Surprisingly, gentle Torvald Winge supported the skipper with almost as sharp a tone. “Nothing serious has yet happened,” he said. “We have now shielded the drive tubes so that the barnacle growth can’t advance to them. As for our communications apparatus, we have spare parts in ample supply and can easily repair it once we’re out of this fantastic zone. Barnacles can be scraped off the radar arms, as well as the vision parts. What kind of cowards will our people take us for, if we give up at the first little difficulty?”
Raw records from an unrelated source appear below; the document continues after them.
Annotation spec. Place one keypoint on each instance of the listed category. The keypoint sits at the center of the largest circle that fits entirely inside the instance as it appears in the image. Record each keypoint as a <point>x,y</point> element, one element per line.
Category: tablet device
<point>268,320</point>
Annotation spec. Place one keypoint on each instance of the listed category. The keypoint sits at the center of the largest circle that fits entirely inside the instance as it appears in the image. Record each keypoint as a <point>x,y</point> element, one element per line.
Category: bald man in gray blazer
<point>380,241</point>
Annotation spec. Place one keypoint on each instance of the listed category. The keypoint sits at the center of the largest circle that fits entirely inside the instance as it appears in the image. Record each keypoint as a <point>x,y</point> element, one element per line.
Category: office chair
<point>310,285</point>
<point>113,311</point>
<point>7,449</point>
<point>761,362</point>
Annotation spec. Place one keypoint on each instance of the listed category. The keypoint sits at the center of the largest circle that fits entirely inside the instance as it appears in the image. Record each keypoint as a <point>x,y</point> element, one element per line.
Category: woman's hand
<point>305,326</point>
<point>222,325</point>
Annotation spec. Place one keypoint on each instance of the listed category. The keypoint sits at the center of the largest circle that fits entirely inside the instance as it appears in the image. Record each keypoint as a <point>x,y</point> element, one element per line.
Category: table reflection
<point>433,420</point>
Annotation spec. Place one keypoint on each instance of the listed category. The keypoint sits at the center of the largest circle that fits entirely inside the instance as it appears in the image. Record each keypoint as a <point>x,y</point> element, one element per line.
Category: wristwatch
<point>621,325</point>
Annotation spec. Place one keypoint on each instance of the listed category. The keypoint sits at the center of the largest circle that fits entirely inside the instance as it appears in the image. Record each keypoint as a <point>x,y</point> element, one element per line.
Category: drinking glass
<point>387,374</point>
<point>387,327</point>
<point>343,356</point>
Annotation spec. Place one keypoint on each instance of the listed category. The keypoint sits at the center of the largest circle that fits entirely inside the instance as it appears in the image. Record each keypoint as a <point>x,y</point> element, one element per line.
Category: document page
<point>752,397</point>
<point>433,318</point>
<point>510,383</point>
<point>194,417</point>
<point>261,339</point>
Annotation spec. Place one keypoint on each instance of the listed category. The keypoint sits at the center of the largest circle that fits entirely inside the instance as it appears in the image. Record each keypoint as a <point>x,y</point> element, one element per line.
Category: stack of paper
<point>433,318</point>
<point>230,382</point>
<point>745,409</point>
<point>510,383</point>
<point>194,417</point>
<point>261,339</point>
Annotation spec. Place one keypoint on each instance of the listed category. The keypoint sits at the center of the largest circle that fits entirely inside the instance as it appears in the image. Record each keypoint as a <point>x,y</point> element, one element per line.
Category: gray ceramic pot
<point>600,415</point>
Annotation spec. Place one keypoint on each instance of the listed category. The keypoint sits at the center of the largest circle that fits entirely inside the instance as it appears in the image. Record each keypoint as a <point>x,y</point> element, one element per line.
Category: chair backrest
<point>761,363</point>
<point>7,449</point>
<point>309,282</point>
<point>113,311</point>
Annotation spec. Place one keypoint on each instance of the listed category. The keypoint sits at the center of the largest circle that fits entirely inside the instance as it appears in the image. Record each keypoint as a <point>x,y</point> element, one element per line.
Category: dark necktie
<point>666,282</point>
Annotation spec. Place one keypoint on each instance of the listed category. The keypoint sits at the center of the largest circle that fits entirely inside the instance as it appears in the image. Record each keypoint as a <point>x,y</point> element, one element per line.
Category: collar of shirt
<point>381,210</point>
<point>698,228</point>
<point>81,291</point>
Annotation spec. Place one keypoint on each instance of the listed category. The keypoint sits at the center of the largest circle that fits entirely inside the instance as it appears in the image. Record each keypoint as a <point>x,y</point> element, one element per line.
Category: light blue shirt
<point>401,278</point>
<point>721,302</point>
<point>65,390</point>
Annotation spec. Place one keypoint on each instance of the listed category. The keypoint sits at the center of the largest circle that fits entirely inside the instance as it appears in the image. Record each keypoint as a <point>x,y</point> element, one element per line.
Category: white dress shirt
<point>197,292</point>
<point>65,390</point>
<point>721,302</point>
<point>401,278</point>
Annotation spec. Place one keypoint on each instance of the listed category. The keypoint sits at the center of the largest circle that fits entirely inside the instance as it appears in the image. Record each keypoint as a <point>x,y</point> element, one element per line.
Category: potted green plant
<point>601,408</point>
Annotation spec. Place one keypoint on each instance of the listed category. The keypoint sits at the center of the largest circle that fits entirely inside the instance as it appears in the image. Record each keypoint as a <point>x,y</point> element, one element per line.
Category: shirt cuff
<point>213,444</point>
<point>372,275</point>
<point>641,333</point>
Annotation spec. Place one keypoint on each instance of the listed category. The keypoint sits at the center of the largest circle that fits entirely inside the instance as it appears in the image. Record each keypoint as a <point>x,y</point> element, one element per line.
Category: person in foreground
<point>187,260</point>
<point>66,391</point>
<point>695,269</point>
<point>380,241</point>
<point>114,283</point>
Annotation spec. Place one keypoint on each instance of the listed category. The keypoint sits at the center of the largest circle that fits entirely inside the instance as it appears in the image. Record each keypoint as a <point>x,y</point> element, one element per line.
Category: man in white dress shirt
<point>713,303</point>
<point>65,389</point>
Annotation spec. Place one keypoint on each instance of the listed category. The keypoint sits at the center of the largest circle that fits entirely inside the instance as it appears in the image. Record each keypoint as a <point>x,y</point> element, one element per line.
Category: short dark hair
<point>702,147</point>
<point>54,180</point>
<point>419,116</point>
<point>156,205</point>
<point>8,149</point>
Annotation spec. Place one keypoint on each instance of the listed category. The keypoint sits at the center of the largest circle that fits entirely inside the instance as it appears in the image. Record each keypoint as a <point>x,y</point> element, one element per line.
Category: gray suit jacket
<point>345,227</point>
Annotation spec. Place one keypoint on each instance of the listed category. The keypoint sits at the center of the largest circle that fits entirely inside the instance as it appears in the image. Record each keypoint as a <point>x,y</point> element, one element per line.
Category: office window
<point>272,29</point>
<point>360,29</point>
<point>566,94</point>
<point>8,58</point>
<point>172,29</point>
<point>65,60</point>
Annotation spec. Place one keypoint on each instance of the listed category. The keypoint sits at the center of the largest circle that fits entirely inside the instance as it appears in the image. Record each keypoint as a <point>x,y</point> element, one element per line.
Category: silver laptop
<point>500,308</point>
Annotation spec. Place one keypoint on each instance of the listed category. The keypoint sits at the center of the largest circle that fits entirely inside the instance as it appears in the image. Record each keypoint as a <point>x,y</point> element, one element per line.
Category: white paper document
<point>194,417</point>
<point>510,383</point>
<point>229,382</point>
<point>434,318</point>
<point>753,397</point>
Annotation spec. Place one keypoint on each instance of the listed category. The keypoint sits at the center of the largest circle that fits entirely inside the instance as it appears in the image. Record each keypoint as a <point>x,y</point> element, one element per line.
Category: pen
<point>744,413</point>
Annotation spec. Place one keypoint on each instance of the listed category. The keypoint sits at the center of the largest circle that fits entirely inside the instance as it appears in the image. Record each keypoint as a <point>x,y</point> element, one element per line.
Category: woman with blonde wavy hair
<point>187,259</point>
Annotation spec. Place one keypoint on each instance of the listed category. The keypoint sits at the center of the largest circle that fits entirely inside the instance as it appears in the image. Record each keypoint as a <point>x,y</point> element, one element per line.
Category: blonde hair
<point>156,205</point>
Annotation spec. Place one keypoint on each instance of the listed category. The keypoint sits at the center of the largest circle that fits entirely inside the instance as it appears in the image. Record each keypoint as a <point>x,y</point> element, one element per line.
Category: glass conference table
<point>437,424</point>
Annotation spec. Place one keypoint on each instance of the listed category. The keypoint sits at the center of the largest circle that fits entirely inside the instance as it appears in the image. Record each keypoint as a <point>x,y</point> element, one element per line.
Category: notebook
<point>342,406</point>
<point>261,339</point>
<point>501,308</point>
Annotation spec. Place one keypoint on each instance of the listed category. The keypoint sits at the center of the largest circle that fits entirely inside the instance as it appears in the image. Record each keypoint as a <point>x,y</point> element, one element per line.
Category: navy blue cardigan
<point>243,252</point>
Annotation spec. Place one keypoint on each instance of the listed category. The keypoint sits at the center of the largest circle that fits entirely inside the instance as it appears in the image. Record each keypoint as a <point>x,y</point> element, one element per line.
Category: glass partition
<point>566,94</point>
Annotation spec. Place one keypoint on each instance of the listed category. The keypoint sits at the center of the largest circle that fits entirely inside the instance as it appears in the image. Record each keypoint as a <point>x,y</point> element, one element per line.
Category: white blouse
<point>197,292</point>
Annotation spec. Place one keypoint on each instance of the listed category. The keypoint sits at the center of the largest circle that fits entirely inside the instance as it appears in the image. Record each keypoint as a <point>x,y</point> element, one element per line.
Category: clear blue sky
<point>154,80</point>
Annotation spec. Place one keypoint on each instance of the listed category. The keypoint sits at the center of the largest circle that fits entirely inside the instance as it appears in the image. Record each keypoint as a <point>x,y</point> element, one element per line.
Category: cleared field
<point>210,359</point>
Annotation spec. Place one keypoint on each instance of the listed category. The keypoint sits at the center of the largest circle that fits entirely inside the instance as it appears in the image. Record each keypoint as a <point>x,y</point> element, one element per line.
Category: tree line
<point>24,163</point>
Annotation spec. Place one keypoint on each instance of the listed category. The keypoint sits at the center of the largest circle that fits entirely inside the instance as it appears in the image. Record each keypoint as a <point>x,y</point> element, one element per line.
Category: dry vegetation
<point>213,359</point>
“Live ones,” said Helledahl.
“You see,” Bull added, “we’re not in such bad shape now, but what’ll happen if this continues? Just extrapolate the radiation. I did. We’ll be dead men on the return orbit.”
“You assume the count will rise to a dangerous level,” said Winge. “I doubt that. Time enough to turn back, if it seems we have no other hope. But what you don’t appreciate, Erik, is the very real, unextrapolated danger of such a course.”
“Also, we seem to be on the track of an answer to the mystery—the whole purpose of this expedition,” said Langnes. “Given a little more data, we should find out what happened to all the previous ships.”
“Including the Chinese?” asked Bull.
Silence descended. They sat in mid-air, reviewing a situation which familiarity did nothing to beautify.
Observations from the Martian moons had indicated the Asteroid Belt was much fuller than astronomers had believed. Of course, it was still a rather hard vacuum…but one through which sand, gravel, and boulders went flying with indecent speed and frequency. Unmanned craft were sent in by several nations. Their telemetering instruments confirmed the great density of cosmic debris, which increased as they swung further in toward the central zone. But then they quit sending. They were never heard from again. Manned ships stationed near the computed orbits of the robot vessels, where these emerged from the danger area, detected objects with radar, panted to match velocities, and saw nothing but common or garden variety meteorites.
Finally the Chinese People’s Republic sent three craft with volunteer crews, toward the Belt. One ship went off course and landed in the Pacific Ocean near San Francisco. After its personnel explained the unique methods by which they had been persuaded to volunteer, they were allowed to stay. The scientists got good technical jobs, the captain started a restaurant, and the political commissar went on the lecture circuit.
But the other two ships continued as per instructions.
Their transmission stopped at about the same distance as the robot radios had, and they were never seen again either.